Many investors have heard of the “Santa Claus Rally” and “Sell in May and Go Away.” And there seems to be some evidence behind these seasonal patterns.
For instance, between 1992 and 2014, the S&P 500 Index (SPX) returned on average 2.65% between April 30 and October 31, compared with an average return of 7.65% between Oct. 31 and April 30, according to Bloomberg.
While those seasonal effects are widely known, what are some of the more obscure seasonal factors that may affect the markets?
Some experienced market hands believe baseball’s World Series, played in late October, often represents the right time to buy SPX stocks. They cite historical data showing that markets tend to rise starting around the first game of the Fall Classic. That goes along closely with historical returns being better in the winter and spring, as seen above.
But it’s also worth noting that some of the most volatile and destructive markets ever have occurred in October, including the market crashes of 1929, 1987 and 2008. In fact, 1987’s “Black Monday,” in which U.S. stocks lost 22% in a single day, occurred just two days after the start of the World Series between the Minnesota Twins and St. Louis Cardinals.
The lesson here, to borrow a baseball saying, is to “Keep an eye on the ball.” World Series effect or not, stocks often move sharply in October, one way or the other. “And no matter what sport is in season, you should be sure to pay regular attention to your investments,’ adds JJ Kinahan, Chief Market Strategist, TD Ameritrade.
Many industries related to consumer consumption have relatively low winter returns, simply because consumers are less likely to go shopping in inclement weather, notes a 2013 paper written jointly by the University of Chicago Booth School of Business and the Aalto University School of Business. On the other hand, utility and energy stocks can flare up in the summer months, when more people are driving and turning on their air conditioners.
Then there’s the so-called “January effect,” in which smaller-cap stocks tend to outperform their blue-chip brethren the first month of the year. In January, the theory goes, investors buy back the smaller-cap stocks they sold at a loss for tax purposes in December, giving small caps a boost. However, the effect hasn’t been as pronounced in recent years, possibly because the markets recognized the phenomenon and it got priced in.
While January can be a “hot” month, September has historically been among the weakest times of year for stocks. That may have to do with decisions made by large portfolio managers, who tend to own a heavy portion of shares and can influence markets through their actions.
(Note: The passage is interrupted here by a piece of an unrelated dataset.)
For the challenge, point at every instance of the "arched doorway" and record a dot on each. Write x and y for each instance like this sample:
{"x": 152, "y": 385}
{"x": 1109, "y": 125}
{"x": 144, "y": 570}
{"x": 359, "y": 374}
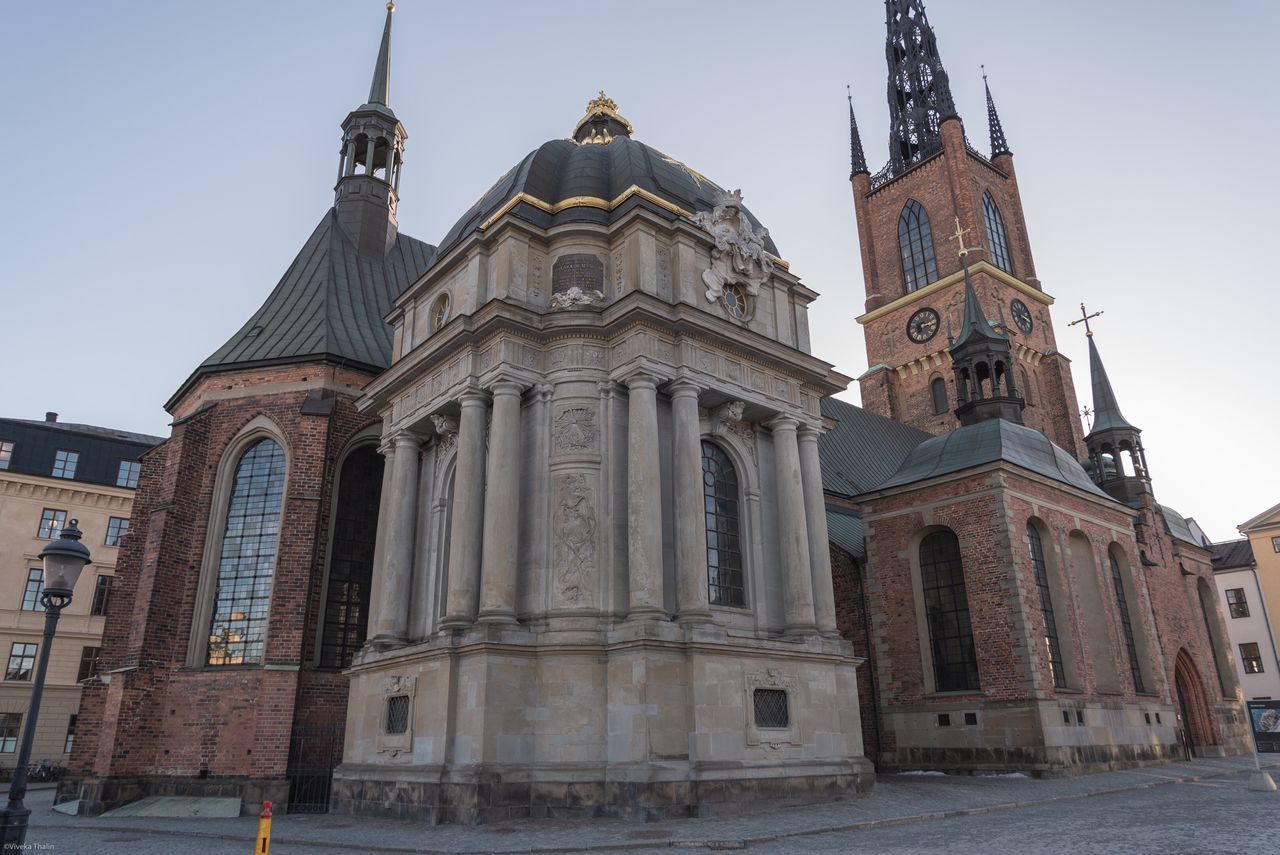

“A lot of mutual fund companies have fiscal years that end in October,” says Sam Stovall, Managing Director, U.S. Equity Strategist, S&P Global Market Intelligence. “So if their stocks miss in Q1, they have three quarters to go. If it’s Q2 and their stocks are still down, they sound like old Brooklyn Dodger fans, ‘Just wait till the second half!’ But by Q3, if it looks as if their picks will miss, then they start sounding like veteran retailers, saying, ‘Mark ‘em down and move ‘em out!’ ”
When that happens, it might pay to take heed of the old market saying, “Don’t try to catch a falling knife.” Even with the World Series on deck the coming month.